Mais, en 1867, le gouvernement impérial, fatigué de la politique coloniale qui lui avait si peu réussi au Mexique et obligé de faire face à l’Allemagne, se décida, afin d’avoir une entière liberté en Europe, à régler les difficultés de détail qui existaient à l’état latent, dans nos possessions d’Asie. Telle fut l’origine de notre premier traité avec la cour de Bangkok.

Par l’article 4, les deux provinces cambodgiennes de Baltam-bang et de Siam-Reap étaient définitivement cédées au Siam, qui (article 6) autorisait les bâtimens sous pavillon français à naviguer librement sur le Mékong et le grand lac Tonly-Sap. C’était l’abandon des droits incontestables du roi Norodom, qui protesta énergiquement. De son côté, le gouverneur de Cochinchine, l’amiral de la Grandière, insista sur les dangers d’une pareille politique, aussi contraire à nos intérêts d’avenir qu’à notre dignité et à notre devoir de suzerain. Tout fut inutile ; la métropole, obéissant à d’autres préoccupations, que les événemens de 1870 allaient malheureusement justifier, passa outre, et le traité fut ratifié le 29 février 1868.

Aucun incident notable ne se produisit jusqu’en 1882 ; quoique voisins, le Siam et la Cochinchine n’entretenaient pas de relations même commerciales ; les conflits inévitables qui se produisaient sur des frontières mal délimitées, entre les autorités locales, se réglaient d’eux-mêmes, sans l’intervention des deux gouvernemens. Mais, à cette époque, le roi Chula-Long-Korn, inquiet des empiétemens des Anglais de Singapore sur la presqu’île malaise, chercha à se rapprocher de nous. A cet effet, une ambassade fut envoyée à Saigon et, le 15 novembre, son chef Phya, Sri-Singa-Thep, signa avec le gouverneur une convention aux termes de laquelle la Cochinchine était chargée de la construction de la ligne télégraphique Bangkok-Battambang-Pnum-Penh.

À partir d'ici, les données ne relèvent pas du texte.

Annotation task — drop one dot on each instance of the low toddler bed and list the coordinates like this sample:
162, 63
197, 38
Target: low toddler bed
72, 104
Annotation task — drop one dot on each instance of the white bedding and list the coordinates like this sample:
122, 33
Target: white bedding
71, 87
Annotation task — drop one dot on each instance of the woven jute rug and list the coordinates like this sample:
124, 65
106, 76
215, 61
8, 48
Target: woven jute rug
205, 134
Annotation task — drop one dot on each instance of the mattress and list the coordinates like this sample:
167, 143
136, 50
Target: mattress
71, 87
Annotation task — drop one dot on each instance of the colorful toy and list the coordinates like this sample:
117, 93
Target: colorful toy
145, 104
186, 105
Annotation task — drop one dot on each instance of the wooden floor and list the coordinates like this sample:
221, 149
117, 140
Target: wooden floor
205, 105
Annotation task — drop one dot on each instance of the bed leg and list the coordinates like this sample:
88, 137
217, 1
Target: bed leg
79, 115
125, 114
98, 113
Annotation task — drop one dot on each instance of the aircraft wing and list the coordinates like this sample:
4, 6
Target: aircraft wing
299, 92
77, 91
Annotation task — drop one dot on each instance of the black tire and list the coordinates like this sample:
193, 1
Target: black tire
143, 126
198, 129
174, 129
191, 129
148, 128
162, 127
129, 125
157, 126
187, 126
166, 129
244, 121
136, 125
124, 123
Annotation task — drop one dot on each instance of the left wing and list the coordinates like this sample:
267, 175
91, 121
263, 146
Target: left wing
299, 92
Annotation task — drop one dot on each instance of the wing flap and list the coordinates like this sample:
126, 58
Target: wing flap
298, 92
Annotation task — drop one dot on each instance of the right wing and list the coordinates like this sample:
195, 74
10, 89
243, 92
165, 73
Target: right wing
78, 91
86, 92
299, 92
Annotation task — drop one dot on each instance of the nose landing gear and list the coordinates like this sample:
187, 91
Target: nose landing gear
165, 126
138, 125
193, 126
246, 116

L’entente amicale qui s’établit entre les deux puissances cessa bientôt ; les Siamois, profitant de nos difficultés au Tonkin, envahirent les provinces occidentales de l’Annam sur la rive gauche du Haut-Mékong. En 1892, leurs troupes s’établirent à Aïn-Lao, à 40 kilomètres de la mer de Chine, faisant le vide derrière elles, capturant les habitans et les cantonnant sur la rive droite du fleuve. La cour de Bangkok fut mise en demeure de retirer ses contingens ; elle le promit et n’en fit rien, cherchant à gagner du temps et à bénéficier du fait accompli. Le garde principal Grosgurin et plusieurs de ses miliciens furent assassinés ; à Kong, les troupes des deux nations en vinrent aux mains.


Nous ne pouvions accepter cette situation qui nous déconsidérait aux yeux de nos nouveaux sujets annamites et, au mois de juillet 1893, un plénipotentiaire fut envoyé à Bangkok. Ses instructions, rédigées sous l’inspiration de MM. Hanotaux et Delcassé, étaient d’une grande netteté. Il devait exiger du gouvernement siamois les réparations qui nous étaient dues et régler les difficultés pendantes. Un bataillon de la légion étrangère, à effectif complet, fut embarqué à Oran pour renforcer les garnisons de Cochinchine mises sur le pied de guerre.

Des ordres télégraphiques, adressés à la division navale, insuffisamment clairs, mal transmis, ou retardés, empêchèrent l’exécution de ce programme. Le 13 juillet, le commandant Bories franchit les passes de Packnam, à l’entrée du Ménam, sous le feu des forts et de la flottille siamoise. Ce fait d’armes héroïque, qui nous coûta quelques hommes, honore notre marine mais ne pouvait amener de résultat, faute de réserves et de troupes de débarquement.

Parvenu au mouillage de Bangkok, pendant la nuit, le commandant de notre escadrille était sans doute maître de la situation et aurait pu dicter ses volontés. Mais, le lendemain matin, 14 juillet, les Siamois, reconnaissant l’insuffisance de nos forces, se remirent de leur panique et se préparèrent à prendre leur revanche. Il fallut négocier pour nous tirer de ce mauvais pas. D’autre part, le gouvernement britannique qui eût probablement accepté le fait accompli, voyant nos hésitations, adressa des représentations au quai d’Orsay. Si nos renseignemens sont exacts, — et nous avons lieu de le croire, — une rupture entre la France et l’Angleterre fut sur le point de se produire.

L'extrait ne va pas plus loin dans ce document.